Physical characteristics and behaviour

The beluga whale is one of the smallest species of whale, only able to grow up to four or five metres long. Belugas have sharp teeth, no dorsal fin, and a spindle-shaped body that is wider in the middle and tapers toward the ends, an adaptation that helps it swim under the ice in its Arctic home. Belugas can dive to depths of almost 1,000 metres, and stay underwater for more than 20 minutes at a time!

The word “beluga” comes from a Russian phrase meaning “the white one,” but belugas are actually born a grey or brown colour. With thick layers of blubber to insulate them from cold water, belugas weigh in at anywhere between 500 and 1,500 kilograms.

One particularly notable characteristic of beluga whales is the rounded bulge on their forehead. This bulge is called a melon and is believed to help the whales produce their wide range of sounds, used for communication and echolocation, as well as allowing them to copy a variety of other sounds. The sounds belugas make include clicks, whistles and other vocalizations that make up a complex language used to talk with other belugas in their pod. This language caused early whalers to nickname them the “canaries of the sea.” Their chatter can sometimes be heard through the bottoms of boats!

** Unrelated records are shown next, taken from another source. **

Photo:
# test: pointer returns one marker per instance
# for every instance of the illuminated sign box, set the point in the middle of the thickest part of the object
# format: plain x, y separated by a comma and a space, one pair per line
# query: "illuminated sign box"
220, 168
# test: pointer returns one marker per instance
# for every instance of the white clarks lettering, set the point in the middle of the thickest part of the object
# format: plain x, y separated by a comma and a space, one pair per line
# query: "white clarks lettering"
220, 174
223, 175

Belugas use echolocation to find their food, which consists of fish, crustaceans and worms. 

Habitat and distribution

Belugas live mostly in the Arctic, but migrate south as the ice pack builds up in the fall. There are seven main populations of belugas in Canada. The most southern group lives in the St. Lawrence estuary in Quebec; the others live around Baffin Island, Hudson Bay and in the Beaufort Sea.